Holes of Truth (Installation)
Holes of Truth

My art emerges from a Gothic sensibility, a place where beauty and horror exist in close proximity, where innocence encounters depravity, where the spirit is consumed and revived from moment to moment.

I have obsessively focused my artistic energy for the past twenty-five years on the human condition, exploring such subjects as the transcendence of death through regeneration, the abuse of power and the plight of the powerless, the struggle between physical necessity and spiritual values, and the fluidity of history—coagulating, dispersing, and reconstituting. I consider myself a visual historian, recording and interpreting the spirit of my times. Through the exploration of specific issues, I search for patterns, for the aberrant, for the profane, for the divine, for that elusive propellant that hurls us from one moment to the next.

My art has consistently included the presence of the figure—not surprising, considering my focus on the human condition. The form, however, has swung between representation and abstraction, and between painting and sculpture. Many works combine both these approaches, and for the past ten years my art has also included collage, drawing, photography, sound, and text. Recent examples include the audio/visual installation Blood Music (2002); my grade school diary rewritten visually as Memoirs of a Beast (2002-2003); text and tar gel portrait paintings on the subject of war, The Mouseketeers in Iraq (2004); my ongoing sculptural diary, 365 Dumb Days (1996-2008); and a series of portraits that combine photography and paint including Portraits in Plasma (2003-2007) shown in 2007 at The Aldrich Contemporary Art Museum and published in 2008 in Post Road magazine.

The title of my most recent installation, Holes of Truth (2008-2009), is derived from the Italian, buchi della verità, a custom of public postings, denunciations by one citizen about the activities of another. My “postings,” however, are less confrontational than revelatory. Using cast off objects, old diaries, books, photographs, and real and constructed memories, I selectively reveal aspects of my personal history as I expose the underlying passion-filled dreams, persistent anxieties, and dark desires of humanity. This installation of paintings, sculpture and audio takes the form of a multimedia memoir that juxtaposes my personal history with the political, cultural and social history of our time. It includes Fault Lines (2008) and selections from four previously mentioned bodies of work— Memoirs of a Beast; Blood Music; The Mouseketeers in Iraq; and 365 Dumb Days.

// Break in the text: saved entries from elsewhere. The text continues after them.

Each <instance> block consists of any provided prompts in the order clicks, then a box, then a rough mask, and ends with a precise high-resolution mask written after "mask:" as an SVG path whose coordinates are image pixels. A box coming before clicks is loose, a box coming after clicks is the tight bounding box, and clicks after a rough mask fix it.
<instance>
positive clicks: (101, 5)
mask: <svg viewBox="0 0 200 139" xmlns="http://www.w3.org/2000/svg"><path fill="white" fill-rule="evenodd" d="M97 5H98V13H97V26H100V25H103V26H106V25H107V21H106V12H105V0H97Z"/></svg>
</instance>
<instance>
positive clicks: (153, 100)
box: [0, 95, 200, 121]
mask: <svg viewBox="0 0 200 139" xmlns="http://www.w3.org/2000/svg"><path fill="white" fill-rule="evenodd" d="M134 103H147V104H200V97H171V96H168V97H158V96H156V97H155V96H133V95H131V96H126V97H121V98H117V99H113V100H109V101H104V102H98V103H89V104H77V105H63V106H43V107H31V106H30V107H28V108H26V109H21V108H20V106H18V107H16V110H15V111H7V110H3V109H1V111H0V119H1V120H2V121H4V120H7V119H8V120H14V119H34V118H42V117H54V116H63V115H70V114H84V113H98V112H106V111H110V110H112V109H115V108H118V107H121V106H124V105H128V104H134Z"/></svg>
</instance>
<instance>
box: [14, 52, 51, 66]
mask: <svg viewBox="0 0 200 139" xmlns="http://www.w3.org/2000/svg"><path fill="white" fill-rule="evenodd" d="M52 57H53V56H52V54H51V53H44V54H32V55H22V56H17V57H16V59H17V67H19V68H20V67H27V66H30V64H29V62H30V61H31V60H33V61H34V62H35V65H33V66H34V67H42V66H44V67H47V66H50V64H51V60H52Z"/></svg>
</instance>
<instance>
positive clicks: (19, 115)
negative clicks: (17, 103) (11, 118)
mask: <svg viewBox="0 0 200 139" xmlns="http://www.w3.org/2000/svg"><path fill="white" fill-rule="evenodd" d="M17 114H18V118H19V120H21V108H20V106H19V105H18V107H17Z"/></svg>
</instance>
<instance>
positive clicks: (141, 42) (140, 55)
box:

The basis of Memoirs of a Beast is my grade school diary. Beginning in 2002, I “rewrote” it using tar gel, mixed media and collage. The 180 pages that comprise Memoirs of a Beast are installed in chapter-like groupings, connected visually through a balance between blank pages, pages with partial text and those that obliterate the text entirely. Important to the composition of the pages are original collage elements such as tickets stubs, newspaper clippings and photographs. Combined with contemporary photographs, family photographs, gesso, tar gel, graphite and acrylic paint, the diary represents a life—my beastly life, your beastly life, a mess of details, scraps of disappointment and fragments of hope. 365 Dumb Days is another kind of diary—a sculptural diary—assembled from a life’s accumulation of miscellany. Treasures (silver baby spoon, psychic’s doll, volcanic rock) and trash (shattered auto glass, discarded Barbie, broken necklace) fearlessly intermingle in a testament to the comedy and tragedy of life—days of bumbling and recovering, submitting and transcending, hoping for the best and sometimes getting it.

My audio visual installations evoke the oral tradition of memory keeping—important events retold and embellished in conversation and song, in living rooms and around campfires. Bonnie Ann Brown, the audio component of Blood Music, is based on a notorious unsolved crime committed in my hometown, one that affected me profoundly as a young child and that I retell as a meditation on death and regeneration. The Mouseketeer paintings bridge the gap between the oral tradition and the written narrative. They began as a series of “studio portraits” of the original Mouseketeers painted in layers of pink tar gel. The “backdrop paper” that sets off each portrait is like a blown-up page from a fictional memoir or a transcript from a television interview, the text written over and over so it is nearly unreadable. In 2004, this series evolved into paintings on the subject of war, The Mouseketeers in Iraq. The “backdrop paper” is a soldier’s report from the battlefront. As harsh as the Mouseketeers in Iraq might appear, the subject matter of these paintings, the resilience of the human spirit, transcends the physical destruction of the individuals portrayed.

The paper installation, Fault Lines, was inspired by a 19th century copy of Plutarch’s Lives given to me by a family member. After reading it, I began visualizing those individuals who impacted my life as chapters in a book; as paintings, row upon row, in a history museum; and ultimately, as planets in the sky, connected randomly as constellations are. Once in progress, I realized that Fault LInes was less about hard truths than fluidity—history slipping and sliding off the page, images melting, and solidifying—the incessant, glorious flow of the universe pausing for a reflective moment, then moving on.